The 2026 American Chemical Society Division of Polymeric Materials: Science and Engineering Cooperative Research Award recognizes a three-member team: Thrasher, industrial chemist Jon Howell of DuPont and later Chemours, and Trinity Western University Professor Chad Friesen, one of Thrasher’s former doctoral students. They were nominated by another of Thrasher’s former Ph.D. students, University of Connecticut Professor Luyi Sun.

Joe Thrasher

The honor recognizes decades of joint research that has led to new materials and a portfolio of patents and created a launchpad for students into careers in industry.

“I think the award shows the power of partnerships. When you can show industry, a research institution and a school focused on undergraduate education contributing to and advancing science, it sends an important message,” Thrasher said. “Most of our students will not become professors; they will go to work in companies that make the materials people rely on every day. If we can give them real experience while they’re still in school, everybody benefits.”

Thrasher traces the roots of the project to the mid-1990s when his lab at the University of Alabama began working with DuPont on fluorinated lubricants known as PFPEs, short for perfluoropolyethers. 

The research centered on PFPEs, which are lubricant molecules built from carbon, fluorine and oxygen that can survive high temperatures and oxidative and corrosive environments where conventional hydrocarbon oils are prone to fail more quickly. These materials are used in aerospace components, jet engines and advanced manufacturing equipment.

Small-molecule way of thinking

Thrasher’s group applied what he calls a “small-molecule” way of thinking to these polymeric materials by painstakingly distilling industrial PFPE mixtures to isolate oligomers — short-chain fragments with defined lengths and end groups — that could be chemically modified one by one. That allowed derivatives with improved thermal and oxidative stability. One of the team’s most cited advances involved PFPEs with a perfluoroisopropyl end group that remained stable at temperatures higher than earlier formulations.  Other work produced PFPE-based bromides and iodides that served as safer, more versatile starting points for synthesizing additives.

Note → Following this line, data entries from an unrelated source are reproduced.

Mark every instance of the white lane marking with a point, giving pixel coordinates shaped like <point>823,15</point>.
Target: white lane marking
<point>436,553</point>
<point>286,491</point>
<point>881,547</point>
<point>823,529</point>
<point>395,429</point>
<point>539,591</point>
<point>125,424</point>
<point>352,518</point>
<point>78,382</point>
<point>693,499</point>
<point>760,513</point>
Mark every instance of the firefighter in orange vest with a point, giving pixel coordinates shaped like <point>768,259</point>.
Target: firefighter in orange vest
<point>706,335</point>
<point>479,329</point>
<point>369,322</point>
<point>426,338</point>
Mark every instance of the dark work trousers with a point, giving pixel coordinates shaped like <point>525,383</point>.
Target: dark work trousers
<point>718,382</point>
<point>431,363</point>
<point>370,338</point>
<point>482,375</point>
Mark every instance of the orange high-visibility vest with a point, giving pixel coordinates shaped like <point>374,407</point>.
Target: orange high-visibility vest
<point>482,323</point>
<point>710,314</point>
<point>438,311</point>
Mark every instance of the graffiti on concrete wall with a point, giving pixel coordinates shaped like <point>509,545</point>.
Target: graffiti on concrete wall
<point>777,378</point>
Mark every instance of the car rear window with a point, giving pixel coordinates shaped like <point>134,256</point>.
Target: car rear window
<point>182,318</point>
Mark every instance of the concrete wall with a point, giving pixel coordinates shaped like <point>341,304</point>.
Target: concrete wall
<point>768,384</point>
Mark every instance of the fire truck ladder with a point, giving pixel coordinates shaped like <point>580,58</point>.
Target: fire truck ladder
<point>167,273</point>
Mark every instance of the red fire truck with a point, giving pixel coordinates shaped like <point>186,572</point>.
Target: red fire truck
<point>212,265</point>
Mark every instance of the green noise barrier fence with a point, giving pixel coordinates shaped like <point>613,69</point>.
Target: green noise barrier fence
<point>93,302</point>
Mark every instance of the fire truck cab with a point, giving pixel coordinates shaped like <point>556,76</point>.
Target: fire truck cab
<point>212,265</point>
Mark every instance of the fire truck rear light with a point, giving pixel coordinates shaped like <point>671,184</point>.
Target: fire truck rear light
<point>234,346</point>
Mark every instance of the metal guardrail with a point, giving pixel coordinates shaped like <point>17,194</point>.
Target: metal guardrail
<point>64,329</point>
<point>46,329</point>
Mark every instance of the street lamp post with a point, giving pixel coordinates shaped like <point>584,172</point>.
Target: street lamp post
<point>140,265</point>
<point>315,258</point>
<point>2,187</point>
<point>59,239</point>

A man wearing a blue lab coat works under a hood at a science lab at Clemson University.
Joe Thrasher, a professor in the Department of Chemistry at Clemson University, recently received an award for collaborative research. His current research interests are in the areas of halogen bonding and fluoropolymer chemistry.

The award comes at a time when fluorinated chemicals are under scrutiny, especially per- and polyfluoroalkyl substances – so-called “forever chemicals.” Thrasher acknowledges the environmental and health concerns raised by some small, persistent fluorinated molecules, but said not all fluorinated compounds behave the same way in the environment. PFPE lubricants and related fluoropolymers are large, non-volatile molecules designed to stay put in sealed systems and last a long time in service, he said.

“If you want to do away with all fluorocarbons, get ready to give up air conditioning, refrigeration and electronic devices, like cell phones, laptops, flat-screen TVs, microchips, etc.,” he said. “If we do away with all these materials, what are the replacements? We have to make sure we don’t create worse problems by too quickly switching to things that don’t perform as well and maybe actually harm the environment even more.”

Current research

Thrasher’s current research interests focus on halogen bonding, condensation polymers and computational chemistry.

Thrasher earned his bachelor’s degree in chemistry and his doctorate in inorganic chemistry from Virginia Tech. After earning his Ph.D., Thrasher did a postdoctoral fellowship at the Free University of Berlin before working as a visiting assistant professor of chemistry at Clemson.

From there, he went to the University of Alabama, where he served on the faculty from 1984 until 2011. He returned to Clemson in 2011.